Is the new occupational health service suitable for small businesses?
The government’s Fit for Work occupational health scheme is due to complete its national rollout by the end of this year. The scheme sounds simple enough. Both GPs and employers can refer employees to the service, which will then conduct a telephone assessment of the patient. Following that, a plan will be produced outlining steps the employer could take to assist the employee’s return to work.
Small and medium employers (SMEs) could potentially benefit most from this scheme as larger employers are more likely to have their own occupational health schemes and are less likely to need it. However the scheme’s mechanics appear not to have taken into account the needs of smaller employers. Its apparent simplicity hides an inflexibility that could substantially reduce its effectiveness for these employers and inevitably it brings with it further administrative burdens that SMEs will find harder to bear than larger businesses.
Referrals
For example, although a GP can refer an employee to Fit for Work immediately, an employer has to wait for four weeks of employee absence before doing so. Although large businesses may be able to carry such absences for a month, smaller enterprises will find this harder. They need the plan as soon as possible. A four week wait is not logical for a system that purports to increase overall participation in the workplace. It would be helpful if employers could make a referral far earlier, say, after a week of absence.

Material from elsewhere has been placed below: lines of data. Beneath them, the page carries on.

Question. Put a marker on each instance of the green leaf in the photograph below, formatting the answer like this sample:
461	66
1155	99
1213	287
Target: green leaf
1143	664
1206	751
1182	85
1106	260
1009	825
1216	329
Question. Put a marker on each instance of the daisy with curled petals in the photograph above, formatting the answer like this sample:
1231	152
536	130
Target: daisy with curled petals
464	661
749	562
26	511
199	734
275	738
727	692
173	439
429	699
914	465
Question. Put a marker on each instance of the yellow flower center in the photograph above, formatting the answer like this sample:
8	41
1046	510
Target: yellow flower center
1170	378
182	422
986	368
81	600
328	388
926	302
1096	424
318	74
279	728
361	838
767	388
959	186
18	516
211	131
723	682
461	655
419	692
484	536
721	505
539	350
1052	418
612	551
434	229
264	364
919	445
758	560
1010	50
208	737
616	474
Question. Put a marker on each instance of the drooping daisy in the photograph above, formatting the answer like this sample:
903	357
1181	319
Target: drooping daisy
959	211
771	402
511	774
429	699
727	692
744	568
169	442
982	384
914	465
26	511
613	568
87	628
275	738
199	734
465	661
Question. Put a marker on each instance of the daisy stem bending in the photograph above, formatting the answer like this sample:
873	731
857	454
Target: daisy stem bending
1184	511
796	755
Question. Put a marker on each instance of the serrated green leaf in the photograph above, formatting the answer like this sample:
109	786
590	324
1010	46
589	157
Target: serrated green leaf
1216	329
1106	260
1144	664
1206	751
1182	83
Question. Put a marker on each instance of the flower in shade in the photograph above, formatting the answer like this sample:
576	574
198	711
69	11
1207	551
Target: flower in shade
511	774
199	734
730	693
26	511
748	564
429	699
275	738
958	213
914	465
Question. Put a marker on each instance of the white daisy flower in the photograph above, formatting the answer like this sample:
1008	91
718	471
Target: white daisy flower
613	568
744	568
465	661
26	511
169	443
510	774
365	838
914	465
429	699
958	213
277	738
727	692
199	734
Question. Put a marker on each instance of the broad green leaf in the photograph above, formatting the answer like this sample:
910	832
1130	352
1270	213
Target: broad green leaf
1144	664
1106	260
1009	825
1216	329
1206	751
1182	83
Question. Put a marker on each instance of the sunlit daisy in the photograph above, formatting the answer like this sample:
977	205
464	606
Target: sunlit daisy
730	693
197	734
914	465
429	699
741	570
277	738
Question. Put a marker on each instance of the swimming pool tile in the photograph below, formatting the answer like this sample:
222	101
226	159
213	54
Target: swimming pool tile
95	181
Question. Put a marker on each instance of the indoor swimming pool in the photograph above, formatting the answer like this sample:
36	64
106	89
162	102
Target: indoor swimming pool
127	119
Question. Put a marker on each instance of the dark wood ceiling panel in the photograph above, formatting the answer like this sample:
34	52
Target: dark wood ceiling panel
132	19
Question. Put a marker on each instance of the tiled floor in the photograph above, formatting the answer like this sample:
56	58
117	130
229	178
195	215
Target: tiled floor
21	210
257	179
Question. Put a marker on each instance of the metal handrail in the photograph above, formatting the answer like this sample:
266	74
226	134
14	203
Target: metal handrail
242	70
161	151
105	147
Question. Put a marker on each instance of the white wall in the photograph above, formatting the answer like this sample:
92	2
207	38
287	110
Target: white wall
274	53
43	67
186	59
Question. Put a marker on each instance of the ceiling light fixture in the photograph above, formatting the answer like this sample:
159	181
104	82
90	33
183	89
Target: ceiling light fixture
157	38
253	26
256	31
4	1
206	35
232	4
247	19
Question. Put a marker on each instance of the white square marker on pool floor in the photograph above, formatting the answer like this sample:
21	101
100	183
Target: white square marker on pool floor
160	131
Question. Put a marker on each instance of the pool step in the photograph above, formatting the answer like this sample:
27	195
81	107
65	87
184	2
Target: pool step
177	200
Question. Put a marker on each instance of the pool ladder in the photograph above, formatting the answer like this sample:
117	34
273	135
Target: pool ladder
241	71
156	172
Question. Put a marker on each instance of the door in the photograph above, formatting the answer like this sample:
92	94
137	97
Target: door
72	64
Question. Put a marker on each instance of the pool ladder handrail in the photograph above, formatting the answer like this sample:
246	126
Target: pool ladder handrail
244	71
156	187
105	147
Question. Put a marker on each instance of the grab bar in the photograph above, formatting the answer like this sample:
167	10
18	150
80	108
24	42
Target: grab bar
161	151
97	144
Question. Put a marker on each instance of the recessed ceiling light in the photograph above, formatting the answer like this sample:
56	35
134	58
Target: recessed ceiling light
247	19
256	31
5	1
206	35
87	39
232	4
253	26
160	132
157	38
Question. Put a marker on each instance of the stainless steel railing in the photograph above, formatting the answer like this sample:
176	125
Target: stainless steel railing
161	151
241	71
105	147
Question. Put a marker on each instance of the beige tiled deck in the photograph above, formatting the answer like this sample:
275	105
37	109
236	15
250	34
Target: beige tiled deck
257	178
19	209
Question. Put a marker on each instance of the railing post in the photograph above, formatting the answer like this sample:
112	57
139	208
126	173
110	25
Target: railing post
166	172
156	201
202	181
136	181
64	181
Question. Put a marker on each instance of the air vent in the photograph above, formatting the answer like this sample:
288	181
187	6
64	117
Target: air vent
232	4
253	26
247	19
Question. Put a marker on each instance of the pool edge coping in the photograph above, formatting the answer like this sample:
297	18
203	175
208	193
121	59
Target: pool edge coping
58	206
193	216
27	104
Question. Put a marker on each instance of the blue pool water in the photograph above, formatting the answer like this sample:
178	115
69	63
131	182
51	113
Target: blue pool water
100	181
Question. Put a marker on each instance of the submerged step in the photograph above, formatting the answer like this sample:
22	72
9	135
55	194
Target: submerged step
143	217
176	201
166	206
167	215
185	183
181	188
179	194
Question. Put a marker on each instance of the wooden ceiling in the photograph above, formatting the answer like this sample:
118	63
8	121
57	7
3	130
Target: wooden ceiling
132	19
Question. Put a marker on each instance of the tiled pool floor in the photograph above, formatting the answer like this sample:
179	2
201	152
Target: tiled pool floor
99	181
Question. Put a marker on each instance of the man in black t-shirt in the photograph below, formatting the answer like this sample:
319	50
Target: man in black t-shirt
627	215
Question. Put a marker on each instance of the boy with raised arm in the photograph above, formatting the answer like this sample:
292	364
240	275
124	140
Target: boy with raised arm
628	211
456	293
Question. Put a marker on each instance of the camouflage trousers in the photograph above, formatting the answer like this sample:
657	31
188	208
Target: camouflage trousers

Carrying out initial assessments by telephone interview also raises concerns for smaller businesses. It is difficult to see how a telephone caseworker will be able to investigate the varying needs of employees and employers when creating return to work plans. A ‘one size fits all’ approach will surely favour bigger employers that can adapt more easily. For example, where employees claim they are disabled for the purposes of the Equality Act 2010, they are likely to look to a return to work plan as evidence for an employment tribunal of reasonable adjustments that an employer should have made. A telephone assessment is unlikely to consider the greater impact on SMEs of part-time working or a phased return to work, which could ultimately lead to greater liability for small businesses.
Voluntary
Using the Fit for Work scheme is voluntary for both employer and employee. The scheme seems spectacularly unsuited to smaller business for cases of persistent absenteeism. The initial telephone interview is the first hurdle. An employer cannot make an employee actually pick up the phone, or ensure that a recalcitrant employee sticks to a return to work plan once one has been implemented.
The scheme provides no legal protection for employers that use it to begin capability proceedings against employees that fail to comply with its recommendations. Once again, large organisations can absorb the financial risk involved in terminating employees in these circumstances better, but unfair dismissal and discrimination claims loom larger over small employers, who are likely to feel they can’t afford to take the chance. The new scheme gives no extra protection from employment tribunal claims for employers that want to follow its guidance.
GP choice
A study conducted by the Department for Work and Pensions last October 2014 suggested GPs were likely to refer “just over a third (36 per cent) of nominally eligible patients” to the service. For such a major initiative, one which cost £170 million to implement, this is a very small percentage. So while larger employers are likely to be able to use their private schemes, smaller employers will either have to wait for four weeks, or rely on a GP that is, based on the government’s own statistics, likely to decline to even make a referral.
It would have been helpful for the government to have evaluated its pilots of the scheme before rolling it out. In the meantime, for the sector that could benefit most from such a scheme, it is a matter of hope over expectation.